- Theatrical release poster
- Directed by: Moses Inwang
- Screenplay by: Anthony Kehinde Joseph
- Story by: Ayo Makun
- Produced by: Darlington Abuda
- Starring: Ramsey Nouah Ayo Makun Jim Iyke Falz Ireti Doyle Damilola Adegbite Ufuoma McDermott Nancy Isime Linda Osifo
- Cinematography: Wesley Johnston
- Production companies: FilmOne Entertainment Gush Media
- Distributed by: FilmOne Distribution Netflix
- Release date: 2023;
- Country: Nigeria
- Languages: English Yoruba Pidgin

= Merry Men 3 =

2023 Nigeria action film

Merry Men 3: Nemesis is a 2023 crime action comedy film produced by Filmone Distribution and released on Netflix.

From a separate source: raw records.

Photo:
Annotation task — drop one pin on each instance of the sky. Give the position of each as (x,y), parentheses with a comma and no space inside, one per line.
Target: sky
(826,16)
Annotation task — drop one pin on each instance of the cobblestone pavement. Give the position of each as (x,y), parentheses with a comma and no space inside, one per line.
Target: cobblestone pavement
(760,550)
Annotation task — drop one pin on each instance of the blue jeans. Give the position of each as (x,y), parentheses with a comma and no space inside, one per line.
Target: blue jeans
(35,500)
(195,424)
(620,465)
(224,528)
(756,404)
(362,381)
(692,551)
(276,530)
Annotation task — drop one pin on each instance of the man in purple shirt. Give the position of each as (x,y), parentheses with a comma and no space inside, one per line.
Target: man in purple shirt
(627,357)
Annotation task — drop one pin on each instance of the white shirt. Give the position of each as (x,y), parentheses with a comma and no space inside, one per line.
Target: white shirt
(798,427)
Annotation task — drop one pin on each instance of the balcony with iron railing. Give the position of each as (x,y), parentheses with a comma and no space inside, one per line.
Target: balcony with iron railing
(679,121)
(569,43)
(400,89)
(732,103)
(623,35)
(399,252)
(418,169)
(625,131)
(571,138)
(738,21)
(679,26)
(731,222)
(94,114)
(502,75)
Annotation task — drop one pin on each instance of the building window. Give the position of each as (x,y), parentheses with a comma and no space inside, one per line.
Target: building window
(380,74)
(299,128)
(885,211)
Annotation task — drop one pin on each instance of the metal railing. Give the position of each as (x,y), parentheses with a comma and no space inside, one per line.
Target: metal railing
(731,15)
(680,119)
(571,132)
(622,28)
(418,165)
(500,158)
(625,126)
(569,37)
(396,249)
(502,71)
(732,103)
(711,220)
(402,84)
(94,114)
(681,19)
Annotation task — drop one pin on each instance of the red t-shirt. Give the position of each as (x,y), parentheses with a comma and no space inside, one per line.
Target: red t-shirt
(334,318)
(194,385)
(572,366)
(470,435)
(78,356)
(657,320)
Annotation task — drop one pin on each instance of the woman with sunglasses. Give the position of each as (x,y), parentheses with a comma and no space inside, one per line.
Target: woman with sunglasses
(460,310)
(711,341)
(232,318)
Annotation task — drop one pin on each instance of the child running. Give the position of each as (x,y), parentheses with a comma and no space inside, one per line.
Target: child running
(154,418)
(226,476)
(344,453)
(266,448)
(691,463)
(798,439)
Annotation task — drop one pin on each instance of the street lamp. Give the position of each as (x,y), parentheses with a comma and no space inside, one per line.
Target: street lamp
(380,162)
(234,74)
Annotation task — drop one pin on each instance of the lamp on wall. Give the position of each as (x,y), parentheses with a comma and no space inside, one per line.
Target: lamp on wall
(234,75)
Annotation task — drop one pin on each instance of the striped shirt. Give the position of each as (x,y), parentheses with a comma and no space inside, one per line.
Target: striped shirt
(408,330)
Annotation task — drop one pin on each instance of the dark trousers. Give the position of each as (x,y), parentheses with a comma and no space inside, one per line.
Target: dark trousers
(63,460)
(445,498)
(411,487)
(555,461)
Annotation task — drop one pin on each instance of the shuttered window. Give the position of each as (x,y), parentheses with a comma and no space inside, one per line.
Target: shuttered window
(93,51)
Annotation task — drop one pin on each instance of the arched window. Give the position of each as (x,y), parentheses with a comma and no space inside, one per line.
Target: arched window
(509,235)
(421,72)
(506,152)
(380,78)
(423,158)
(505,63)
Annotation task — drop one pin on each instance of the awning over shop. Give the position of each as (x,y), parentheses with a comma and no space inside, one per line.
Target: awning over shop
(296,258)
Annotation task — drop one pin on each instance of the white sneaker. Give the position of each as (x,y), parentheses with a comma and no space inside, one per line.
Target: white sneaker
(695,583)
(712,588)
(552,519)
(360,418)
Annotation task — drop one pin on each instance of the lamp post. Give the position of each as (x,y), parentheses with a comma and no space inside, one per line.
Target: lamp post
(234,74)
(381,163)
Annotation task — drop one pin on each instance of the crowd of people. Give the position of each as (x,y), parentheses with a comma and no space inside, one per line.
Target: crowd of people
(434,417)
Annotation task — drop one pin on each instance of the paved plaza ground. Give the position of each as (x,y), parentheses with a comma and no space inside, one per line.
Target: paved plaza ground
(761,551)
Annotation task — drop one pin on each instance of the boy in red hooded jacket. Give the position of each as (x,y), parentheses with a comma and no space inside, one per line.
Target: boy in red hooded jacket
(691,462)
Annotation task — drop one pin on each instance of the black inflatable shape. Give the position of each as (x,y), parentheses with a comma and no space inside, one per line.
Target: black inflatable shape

Written by Jeffery Musa David, Ayo Makun, and Darlington Abuda, and directed by Moses Inwang, it serves as the third installment in the Merry Men franchise, following Merry Men and Merry Men 2. The film continues the story of the charismatic and affluent group known as the Merry Men, who use their skills, resources, and cunning to take on corrupt politicians and criminals. Ayo Makun, Ramsey Nouah, Uchemba Williams, and Falz return to reprise their roles from the previous films.

== Plot ==
Merry Men 3: Nemesis picks up from where the second film (Merry Men 2: Another Mission) left off. In this installment, the Merry Men—Ayo Alesinloye (played by Ramsey Nouah), Naz Okigbo (played by Jim Iyke), Amaju Abioritsegbemi (played by Ayo Makun), and Remi Martins (played by Falz)—are faced with their most dangerous challenge yet.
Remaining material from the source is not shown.